Lorsqu’un Arabe est sous le coup d’un adversaire, s’il peut toucher un troisième individu, quel qu’il soit, fût-ce le frère de celui qui le menace ; ou s’il touche un objet inanimé que l’autre tient dans ses mains, ou avec lequel une partie quelconque de son corps est en contact ; ou s’il peut l’atteindre en crachant sur lui, ou en lui jetant une pierre, il n’a qu’à prononcer en même temps la formule : Ana dakhila (je suis ton protégé), ou Terany ballah wa bak ana dakhilak (tu me vois par Dieu et par ta vie ; je suis ton protégé), pour n’avoir plus rien à craindre de celui qui le menaçait, et, suivant une coutume qui a force de loi parmi les Arabes, le troisième individu est obligé de prendre sa défense, ce qui toutefois est rarement nécessaire, parce que, dès ce moment, l’agresseur se désiste de ses poursuites.
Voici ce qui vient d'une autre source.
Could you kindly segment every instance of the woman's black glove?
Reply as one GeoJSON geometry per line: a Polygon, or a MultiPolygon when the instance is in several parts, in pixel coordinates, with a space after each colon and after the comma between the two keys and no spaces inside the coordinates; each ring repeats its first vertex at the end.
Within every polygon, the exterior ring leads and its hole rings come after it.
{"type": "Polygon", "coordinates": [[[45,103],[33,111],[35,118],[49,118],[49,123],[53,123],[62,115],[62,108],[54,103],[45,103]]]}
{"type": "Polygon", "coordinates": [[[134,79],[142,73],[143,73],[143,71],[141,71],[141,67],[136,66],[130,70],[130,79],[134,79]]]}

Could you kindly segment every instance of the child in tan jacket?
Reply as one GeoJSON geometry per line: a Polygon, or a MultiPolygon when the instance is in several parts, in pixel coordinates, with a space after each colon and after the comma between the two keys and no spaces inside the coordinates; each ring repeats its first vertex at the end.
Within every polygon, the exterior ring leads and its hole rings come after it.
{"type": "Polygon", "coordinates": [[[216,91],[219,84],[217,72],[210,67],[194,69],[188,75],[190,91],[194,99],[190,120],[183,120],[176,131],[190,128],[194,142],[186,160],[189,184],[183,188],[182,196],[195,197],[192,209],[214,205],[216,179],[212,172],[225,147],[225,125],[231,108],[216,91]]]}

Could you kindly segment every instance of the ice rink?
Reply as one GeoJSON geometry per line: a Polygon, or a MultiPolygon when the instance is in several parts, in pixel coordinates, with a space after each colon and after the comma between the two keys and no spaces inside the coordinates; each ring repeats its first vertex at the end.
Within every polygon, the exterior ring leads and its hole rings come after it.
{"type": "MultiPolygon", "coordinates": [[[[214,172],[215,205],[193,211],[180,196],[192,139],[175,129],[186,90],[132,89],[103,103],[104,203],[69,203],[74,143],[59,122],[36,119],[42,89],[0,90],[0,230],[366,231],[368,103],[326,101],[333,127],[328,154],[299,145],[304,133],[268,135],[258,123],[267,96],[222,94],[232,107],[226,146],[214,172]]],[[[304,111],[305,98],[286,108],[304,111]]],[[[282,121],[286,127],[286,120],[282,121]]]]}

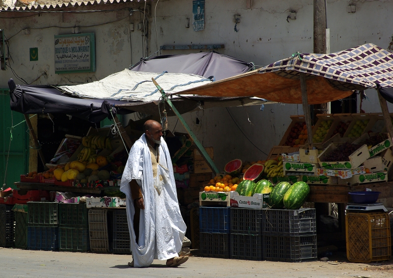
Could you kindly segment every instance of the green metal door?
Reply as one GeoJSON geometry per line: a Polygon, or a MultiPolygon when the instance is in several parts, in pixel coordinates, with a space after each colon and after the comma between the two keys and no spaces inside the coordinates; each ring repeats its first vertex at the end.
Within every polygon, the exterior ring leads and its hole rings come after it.
{"type": "Polygon", "coordinates": [[[29,136],[25,123],[12,129],[13,138],[10,144],[11,127],[24,120],[25,117],[21,113],[11,111],[9,101],[9,90],[0,89],[0,188],[4,184],[6,167],[5,188],[14,188],[14,183],[20,180],[20,175],[28,171],[29,136]]]}

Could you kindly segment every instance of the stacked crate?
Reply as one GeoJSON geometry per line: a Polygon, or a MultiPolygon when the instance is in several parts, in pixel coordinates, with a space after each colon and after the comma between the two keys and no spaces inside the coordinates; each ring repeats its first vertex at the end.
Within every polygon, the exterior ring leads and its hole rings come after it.
{"type": "Polygon", "coordinates": [[[199,207],[199,252],[201,256],[229,259],[229,208],[199,207]]]}
{"type": "Polygon", "coordinates": [[[317,260],[315,209],[263,209],[263,258],[268,261],[317,260]]]}
{"type": "Polygon", "coordinates": [[[14,246],[13,205],[0,205],[0,247],[14,246]]]}
{"type": "Polygon", "coordinates": [[[58,204],[59,251],[90,250],[86,204],[58,204]]]}
{"type": "Polygon", "coordinates": [[[261,210],[231,208],[230,211],[231,258],[262,260],[261,210]]]}
{"type": "Polygon", "coordinates": [[[57,203],[28,202],[28,249],[58,249],[57,203]]]}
Or, le haramy aurait droit au même privilége s’il pouvait saisir l’occasion de l’invoquer. C’est pourquoi les amis du rabat, en entrant dans la tente, obligent le haramy de renoncer au privilége du dakhil ou protégé, et sa réponse habituelle : Je renonce, le met dans l’impossibilité de réclamer la protection due à un dakhil dans les circonstances que j’ai indiquées. Mais cette renonciation ne vaut que pour un jour ; car si le lendemain les mêmes personnes entrent dans la tente, la même formule de renonciation devient nécessaire, et, en général, on doit la répéter toutes les fois qu’il se présente un nouveau venu.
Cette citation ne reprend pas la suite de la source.